Mrs. Conner has said when state regulators came down on her nursing home, citing it for 163 pages of violations, she lost lucrative government contracts.
She claims he interfered with her contractual relations; that is a tort claim, Ms. Bonar said. From what I've read about the case, that could be a pretty valid claim.
The case, however, may never make it to court. Mrs. Conner has claimed that lawyers for Mr. Patton - his legal team includes Cincinnati lawyer Deborah Adams - have discussed settling out of court.
In that event, Mr. Patton would most likely offer a cash settlement to Mrs. Conner. Lawyers say the amount could vary greatly.
It could be anywhere from $100,000 to $500,000, Mr. Scott said. Usually in sexual harassment cases plaintiffs who lost a job or were demoted go for back pay, benefits and some damages. Here, she would have to show what she lost in her nursing home but she would have to prove the governor's actions caused all of those losses.

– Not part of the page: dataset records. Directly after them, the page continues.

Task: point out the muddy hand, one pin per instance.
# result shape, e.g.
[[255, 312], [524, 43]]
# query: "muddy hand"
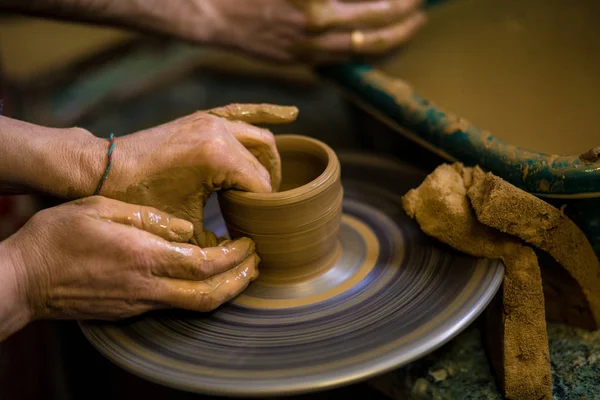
[[262, 148], [176, 166], [309, 30], [101, 258]]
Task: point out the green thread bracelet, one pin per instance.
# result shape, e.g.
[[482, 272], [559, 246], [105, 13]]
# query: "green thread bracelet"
[[108, 165]]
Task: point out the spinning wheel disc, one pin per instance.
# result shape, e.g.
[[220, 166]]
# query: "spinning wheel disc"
[[393, 295]]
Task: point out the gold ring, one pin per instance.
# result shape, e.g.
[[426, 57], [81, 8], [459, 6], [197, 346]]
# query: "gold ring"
[[357, 39]]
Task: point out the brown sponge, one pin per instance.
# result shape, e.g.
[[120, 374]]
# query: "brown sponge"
[[502, 206], [441, 207]]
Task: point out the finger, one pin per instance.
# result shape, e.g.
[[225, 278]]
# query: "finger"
[[257, 113], [189, 262], [247, 173], [261, 144], [374, 42], [207, 295], [149, 219], [363, 14]]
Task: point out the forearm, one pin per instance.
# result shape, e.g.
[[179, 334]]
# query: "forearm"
[[155, 16], [14, 310], [65, 163]]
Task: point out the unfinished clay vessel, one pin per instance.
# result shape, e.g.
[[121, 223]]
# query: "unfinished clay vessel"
[[295, 229]]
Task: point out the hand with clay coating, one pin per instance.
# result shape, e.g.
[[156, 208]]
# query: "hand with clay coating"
[[175, 167], [103, 259], [314, 31]]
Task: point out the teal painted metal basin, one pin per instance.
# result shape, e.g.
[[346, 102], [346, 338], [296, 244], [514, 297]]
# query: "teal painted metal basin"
[[573, 180]]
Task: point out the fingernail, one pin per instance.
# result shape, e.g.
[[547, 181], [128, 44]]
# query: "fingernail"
[[244, 244], [182, 228]]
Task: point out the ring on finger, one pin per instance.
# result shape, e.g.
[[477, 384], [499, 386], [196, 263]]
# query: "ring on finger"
[[357, 40]]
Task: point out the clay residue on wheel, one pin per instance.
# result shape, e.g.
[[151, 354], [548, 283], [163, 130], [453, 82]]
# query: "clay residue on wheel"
[[421, 112], [505, 66]]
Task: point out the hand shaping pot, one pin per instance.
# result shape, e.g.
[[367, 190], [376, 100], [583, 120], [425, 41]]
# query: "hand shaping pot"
[[295, 229]]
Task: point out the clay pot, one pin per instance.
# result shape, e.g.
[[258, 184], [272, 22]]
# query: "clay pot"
[[295, 229]]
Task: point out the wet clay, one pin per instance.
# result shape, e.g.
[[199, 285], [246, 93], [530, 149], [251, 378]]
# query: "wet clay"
[[295, 229], [526, 70], [442, 209], [545, 227], [198, 159], [257, 113]]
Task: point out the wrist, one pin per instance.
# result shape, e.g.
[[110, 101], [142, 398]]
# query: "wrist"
[[14, 309], [78, 159]]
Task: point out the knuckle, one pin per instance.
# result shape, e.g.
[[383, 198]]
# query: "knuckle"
[[210, 303]]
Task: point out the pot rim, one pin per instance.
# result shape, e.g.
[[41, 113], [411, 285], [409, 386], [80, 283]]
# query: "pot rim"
[[318, 185]]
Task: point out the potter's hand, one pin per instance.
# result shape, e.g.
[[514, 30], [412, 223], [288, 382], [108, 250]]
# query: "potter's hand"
[[311, 30], [104, 259], [176, 166], [283, 30]]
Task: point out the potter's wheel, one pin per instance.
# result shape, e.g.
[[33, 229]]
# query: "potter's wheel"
[[393, 296]]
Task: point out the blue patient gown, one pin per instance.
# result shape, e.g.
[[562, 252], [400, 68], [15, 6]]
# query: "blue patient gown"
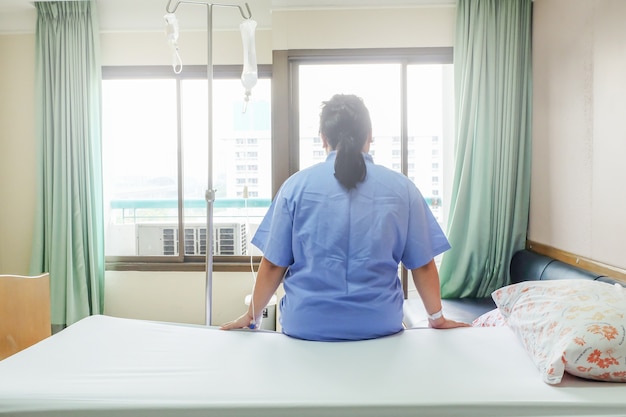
[[343, 249]]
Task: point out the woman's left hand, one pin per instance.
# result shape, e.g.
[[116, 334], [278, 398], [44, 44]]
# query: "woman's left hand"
[[444, 323]]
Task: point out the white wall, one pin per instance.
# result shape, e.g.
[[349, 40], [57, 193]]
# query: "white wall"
[[578, 199]]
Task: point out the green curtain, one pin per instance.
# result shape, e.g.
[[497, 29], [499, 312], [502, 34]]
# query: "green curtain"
[[491, 189], [68, 237]]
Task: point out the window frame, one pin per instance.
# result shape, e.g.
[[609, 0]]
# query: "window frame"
[[180, 262], [284, 127]]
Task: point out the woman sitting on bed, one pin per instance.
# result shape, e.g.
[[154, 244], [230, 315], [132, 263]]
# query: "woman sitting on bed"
[[337, 231]]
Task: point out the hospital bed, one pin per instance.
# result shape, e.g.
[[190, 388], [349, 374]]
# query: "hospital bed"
[[106, 366]]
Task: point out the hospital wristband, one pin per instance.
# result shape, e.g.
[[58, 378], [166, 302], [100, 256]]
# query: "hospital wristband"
[[436, 315]]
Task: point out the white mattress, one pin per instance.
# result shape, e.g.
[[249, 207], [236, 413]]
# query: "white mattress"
[[104, 366]]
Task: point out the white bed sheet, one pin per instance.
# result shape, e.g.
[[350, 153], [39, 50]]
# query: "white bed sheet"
[[105, 366]]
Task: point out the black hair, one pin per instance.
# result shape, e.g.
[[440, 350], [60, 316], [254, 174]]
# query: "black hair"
[[345, 123]]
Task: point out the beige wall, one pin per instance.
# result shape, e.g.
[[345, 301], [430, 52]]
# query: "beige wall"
[[578, 199], [17, 151], [177, 297]]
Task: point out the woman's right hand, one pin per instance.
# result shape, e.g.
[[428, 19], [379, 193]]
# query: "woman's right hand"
[[243, 322]]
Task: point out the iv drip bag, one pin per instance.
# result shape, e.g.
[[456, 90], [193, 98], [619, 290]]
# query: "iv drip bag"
[[249, 75], [171, 33]]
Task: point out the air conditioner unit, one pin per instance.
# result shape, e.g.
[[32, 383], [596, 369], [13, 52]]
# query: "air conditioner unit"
[[162, 239]]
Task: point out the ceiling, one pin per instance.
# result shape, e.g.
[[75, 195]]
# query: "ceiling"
[[19, 16]]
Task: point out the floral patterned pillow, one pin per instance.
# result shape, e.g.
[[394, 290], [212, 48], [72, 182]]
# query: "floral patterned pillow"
[[574, 326], [493, 318]]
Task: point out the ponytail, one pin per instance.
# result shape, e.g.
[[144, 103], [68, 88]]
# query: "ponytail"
[[346, 125]]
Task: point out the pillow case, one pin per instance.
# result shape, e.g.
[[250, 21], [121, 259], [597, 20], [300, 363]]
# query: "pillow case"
[[574, 326], [491, 318]]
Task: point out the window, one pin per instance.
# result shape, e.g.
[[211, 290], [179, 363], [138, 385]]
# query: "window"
[[409, 103], [155, 158], [156, 152]]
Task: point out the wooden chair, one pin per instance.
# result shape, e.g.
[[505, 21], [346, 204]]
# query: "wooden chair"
[[24, 312]]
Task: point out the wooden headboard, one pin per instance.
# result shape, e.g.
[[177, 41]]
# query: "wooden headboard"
[[24, 312]]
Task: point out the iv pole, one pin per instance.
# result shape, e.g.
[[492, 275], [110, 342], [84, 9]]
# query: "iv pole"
[[210, 192]]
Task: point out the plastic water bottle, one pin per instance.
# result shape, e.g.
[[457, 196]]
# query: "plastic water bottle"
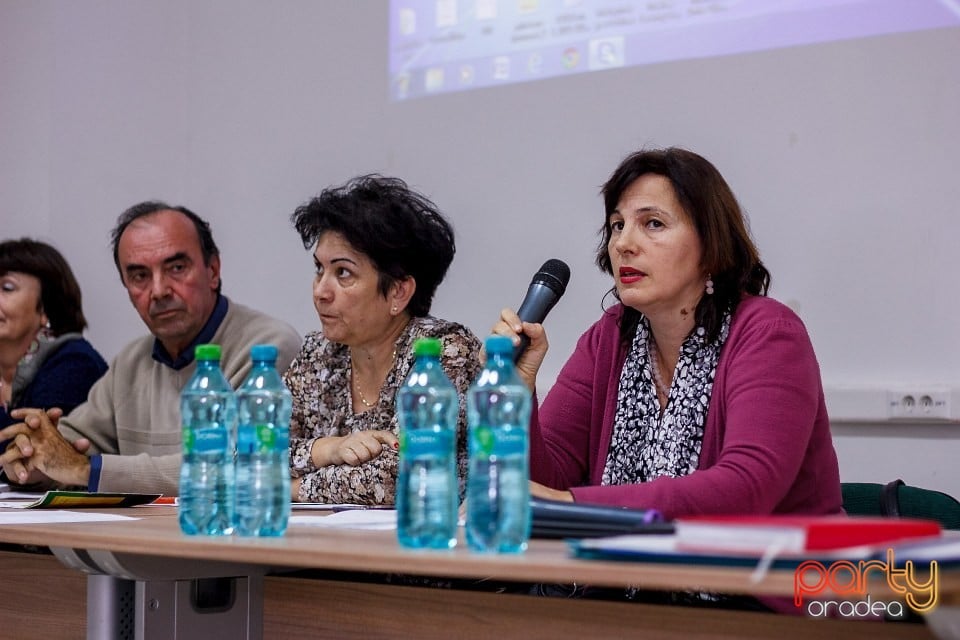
[[498, 477], [263, 448], [427, 487], [208, 412]]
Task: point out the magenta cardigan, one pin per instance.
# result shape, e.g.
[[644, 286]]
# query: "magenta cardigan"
[[766, 444]]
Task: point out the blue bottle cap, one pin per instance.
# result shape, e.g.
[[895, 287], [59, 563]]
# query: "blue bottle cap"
[[498, 344], [207, 352], [263, 352]]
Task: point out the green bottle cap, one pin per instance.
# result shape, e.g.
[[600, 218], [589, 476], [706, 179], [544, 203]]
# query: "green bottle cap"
[[207, 352], [498, 344], [430, 347]]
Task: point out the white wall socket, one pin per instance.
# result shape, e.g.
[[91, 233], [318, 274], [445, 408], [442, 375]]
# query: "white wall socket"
[[919, 404]]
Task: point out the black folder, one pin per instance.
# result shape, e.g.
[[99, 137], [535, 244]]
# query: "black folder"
[[553, 519]]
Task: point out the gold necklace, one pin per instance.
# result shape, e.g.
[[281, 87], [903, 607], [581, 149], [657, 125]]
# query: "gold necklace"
[[356, 385], [663, 388], [363, 400]]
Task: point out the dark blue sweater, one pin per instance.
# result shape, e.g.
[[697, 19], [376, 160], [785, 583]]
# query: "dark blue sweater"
[[63, 380]]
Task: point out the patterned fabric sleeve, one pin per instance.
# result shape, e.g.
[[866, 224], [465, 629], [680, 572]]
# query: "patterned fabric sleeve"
[[461, 362], [301, 442], [319, 381]]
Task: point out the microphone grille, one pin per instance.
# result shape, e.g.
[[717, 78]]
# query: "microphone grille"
[[555, 274]]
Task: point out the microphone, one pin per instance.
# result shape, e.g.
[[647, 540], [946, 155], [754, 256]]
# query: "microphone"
[[545, 289]]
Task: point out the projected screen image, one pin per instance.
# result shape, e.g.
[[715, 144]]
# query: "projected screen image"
[[438, 46]]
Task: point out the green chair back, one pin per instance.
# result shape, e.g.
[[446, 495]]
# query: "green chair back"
[[898, 500]]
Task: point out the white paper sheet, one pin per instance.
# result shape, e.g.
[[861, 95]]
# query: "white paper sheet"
[[43, 516], [375, 519]]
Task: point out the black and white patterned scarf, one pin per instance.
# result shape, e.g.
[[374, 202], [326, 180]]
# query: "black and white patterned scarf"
[[645, 444]]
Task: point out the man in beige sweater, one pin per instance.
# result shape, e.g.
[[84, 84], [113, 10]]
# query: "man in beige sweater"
[[126, 437]]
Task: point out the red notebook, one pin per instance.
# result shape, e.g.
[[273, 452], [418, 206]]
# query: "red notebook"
[[793, 533]]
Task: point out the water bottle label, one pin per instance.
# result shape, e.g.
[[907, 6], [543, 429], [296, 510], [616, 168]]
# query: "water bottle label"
[[425, 442], [260, 438], [204, 440], [482, 441], [486, 441]]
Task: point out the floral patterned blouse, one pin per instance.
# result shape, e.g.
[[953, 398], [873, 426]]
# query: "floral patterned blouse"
[[319, 381]]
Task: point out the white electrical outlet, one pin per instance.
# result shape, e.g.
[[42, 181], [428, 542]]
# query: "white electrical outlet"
[[919, 404]]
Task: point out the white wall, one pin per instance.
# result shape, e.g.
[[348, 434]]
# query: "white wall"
[[843, 155]]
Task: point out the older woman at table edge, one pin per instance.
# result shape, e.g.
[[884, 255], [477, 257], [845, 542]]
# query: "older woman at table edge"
[[696, 394], [380, 250], [45, 361]]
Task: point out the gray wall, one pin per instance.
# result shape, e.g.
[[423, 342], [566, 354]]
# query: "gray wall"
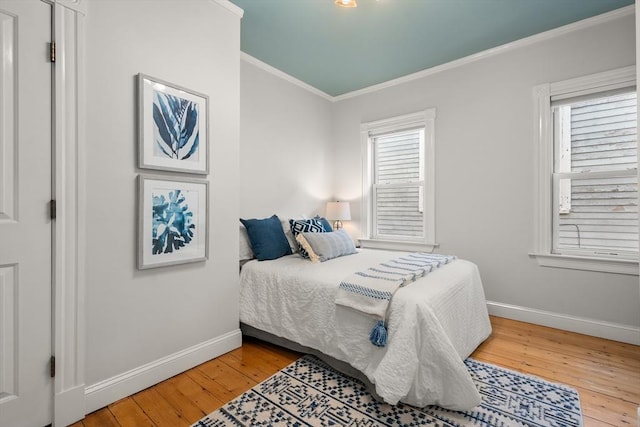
[[285, 147], [485, 170], [137, 317], [484, 162]]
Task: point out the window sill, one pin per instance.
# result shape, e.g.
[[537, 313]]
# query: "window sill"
[[604, 265], [395, 245]]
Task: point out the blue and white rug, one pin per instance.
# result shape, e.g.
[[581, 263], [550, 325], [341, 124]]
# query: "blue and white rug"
[[310, 393]]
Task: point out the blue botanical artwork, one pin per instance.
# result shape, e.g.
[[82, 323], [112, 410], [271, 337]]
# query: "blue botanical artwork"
[[176, 132], [172, 227]]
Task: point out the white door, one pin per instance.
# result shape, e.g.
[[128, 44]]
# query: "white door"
[[26, 392]]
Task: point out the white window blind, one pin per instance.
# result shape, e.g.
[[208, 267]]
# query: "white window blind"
[[595, 202], [398, 208], [398, 188]]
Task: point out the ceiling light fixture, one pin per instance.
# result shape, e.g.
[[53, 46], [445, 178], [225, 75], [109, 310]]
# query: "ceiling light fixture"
[[346, 3]]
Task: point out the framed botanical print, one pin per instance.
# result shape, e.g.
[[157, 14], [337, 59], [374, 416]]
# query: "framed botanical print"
[[173, 221], [173, 127]]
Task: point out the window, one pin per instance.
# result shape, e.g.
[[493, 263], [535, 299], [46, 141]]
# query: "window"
[[398, 164], [587, 183]]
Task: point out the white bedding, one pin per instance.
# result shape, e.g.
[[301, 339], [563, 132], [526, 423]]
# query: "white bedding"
[[433, 324]]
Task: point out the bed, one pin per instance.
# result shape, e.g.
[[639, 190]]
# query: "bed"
[[434, 323]]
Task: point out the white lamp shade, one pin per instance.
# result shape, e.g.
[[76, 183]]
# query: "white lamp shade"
[[338, 211]]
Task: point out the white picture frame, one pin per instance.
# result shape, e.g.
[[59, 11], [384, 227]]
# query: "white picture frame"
[[173, 218], [173, 127]]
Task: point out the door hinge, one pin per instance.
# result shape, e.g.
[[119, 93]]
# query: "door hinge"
[[52, 209]]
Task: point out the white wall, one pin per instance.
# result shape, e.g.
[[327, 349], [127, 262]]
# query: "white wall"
[[144, 326], [285, 147], [484, 167]]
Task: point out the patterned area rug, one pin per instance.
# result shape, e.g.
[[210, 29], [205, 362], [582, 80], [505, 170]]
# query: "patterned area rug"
[[310, 393]]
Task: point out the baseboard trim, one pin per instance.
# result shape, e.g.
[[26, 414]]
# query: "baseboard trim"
[[597, 328], [69, 406], [101, 394]]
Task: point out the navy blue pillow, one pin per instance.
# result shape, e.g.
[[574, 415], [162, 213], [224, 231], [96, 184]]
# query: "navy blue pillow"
[[267, 238]]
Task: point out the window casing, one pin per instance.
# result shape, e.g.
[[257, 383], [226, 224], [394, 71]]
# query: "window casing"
[[398, 165], [587, 185]]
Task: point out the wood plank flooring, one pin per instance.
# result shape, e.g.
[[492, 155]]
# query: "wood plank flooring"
[[605, 373]]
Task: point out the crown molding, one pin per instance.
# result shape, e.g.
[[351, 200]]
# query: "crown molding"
[[229, 6], [268, 68], [527, 41], [537, 38], [77, 5]]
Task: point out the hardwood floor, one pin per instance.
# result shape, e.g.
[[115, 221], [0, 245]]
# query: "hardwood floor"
[[605, 373]]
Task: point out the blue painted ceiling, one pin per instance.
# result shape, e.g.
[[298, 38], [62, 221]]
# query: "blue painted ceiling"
[[339, 50]]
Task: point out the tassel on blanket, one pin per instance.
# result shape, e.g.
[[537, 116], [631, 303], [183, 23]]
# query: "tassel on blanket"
[[378, 336]]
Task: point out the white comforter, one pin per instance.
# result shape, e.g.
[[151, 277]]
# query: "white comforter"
[[434, 323]]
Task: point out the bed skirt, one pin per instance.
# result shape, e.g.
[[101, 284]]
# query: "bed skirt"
[[336, 364]]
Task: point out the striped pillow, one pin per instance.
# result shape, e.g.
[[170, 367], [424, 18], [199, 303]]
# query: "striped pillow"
[[326, 246], [311, 225]]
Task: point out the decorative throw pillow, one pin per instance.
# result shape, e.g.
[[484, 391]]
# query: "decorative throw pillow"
[[267, 238], [325, 223], [307, 248], [330, 245], [289, 235], [311, 225], [245, 251]]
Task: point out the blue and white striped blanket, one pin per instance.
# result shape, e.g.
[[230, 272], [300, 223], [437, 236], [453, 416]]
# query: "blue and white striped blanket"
[[371, 291]]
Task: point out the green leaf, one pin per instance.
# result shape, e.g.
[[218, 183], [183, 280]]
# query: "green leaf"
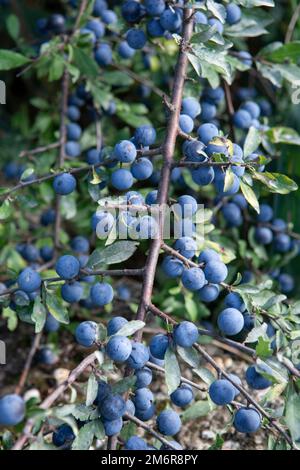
[[131, 327], [87, 433], [250, 196], [92, 390], [85, 413], [13, 26], [56, 308], [275, 182], [263, 348], [11, 316], [218, 444], [85, 63], [205, 374], [292, 415], [190, 356], [229, 179], [283, 135], [256, 333], [116, 253], [39, 314], [287, 52], [197, 410], [127, 383], [5, 210], [172, 371], [11, 60], [252, 141]]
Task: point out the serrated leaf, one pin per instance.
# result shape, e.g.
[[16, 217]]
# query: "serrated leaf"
[[252, 141], [190, 356], [85, 413], [56, 307], [256, 333], [92, 390], [127, 383], [229, 180], [263, 348], [276, 182], [172, 371], [130, 328], [11, 60], [205, 374], [39, 314], [292, 415], [116, 253], [250, 196], [87, 433], [5, 210]]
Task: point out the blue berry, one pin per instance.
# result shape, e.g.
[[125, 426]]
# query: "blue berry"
[[142, 169], [64, 184], [230, 321], [12, 410], [72, 292], [29, 280], [86, 333], [63, 435], [67, 267], [193, 278], [186, 246], [143, 399], [102, 294], [186, 123], [136, 38], [145, 136], [168, 423], [185, 334], [256, 380], [191, 107], [143, 377], [125, 151], [182, 396], [112, 427], [158, 346], [222, 392], [112, 407], [122, 179], [215, 272], [115, 324], [234, 13], [119, 348], [138, 357], [247, 420], [103, 55], [209, 292]]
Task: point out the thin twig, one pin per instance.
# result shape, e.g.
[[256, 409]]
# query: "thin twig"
[[27, 366], [48, 402], [292, 25], [221, 372], [61, 157], [168, 152]]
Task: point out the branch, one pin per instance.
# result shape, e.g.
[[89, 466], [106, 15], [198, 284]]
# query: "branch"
[[27, 366], [221, 372], [168, 152], [75, 373], [292, 25], [61, 157]]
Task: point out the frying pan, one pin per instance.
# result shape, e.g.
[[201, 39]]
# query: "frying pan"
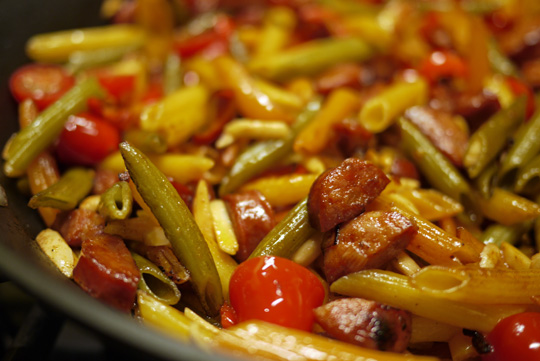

In June the speaker of the Virginia House of Representatives, Republican S. Vance Wilkins Jr., paid a $100,000 settlement to a woman who alleged he harassed her by making unwanted sexual advances.
Mr. Patton, 65, who is paying his lawyers out of his own pocket, is wealthy from his days in the coal business. Financial disclosure forms he has filed with the state have shown his net worth at about $4 million.
If a cash settlement were reached, it would be paid by Mr. Patton, not the taxpayers, said Terry Sebastian of the governor's press office.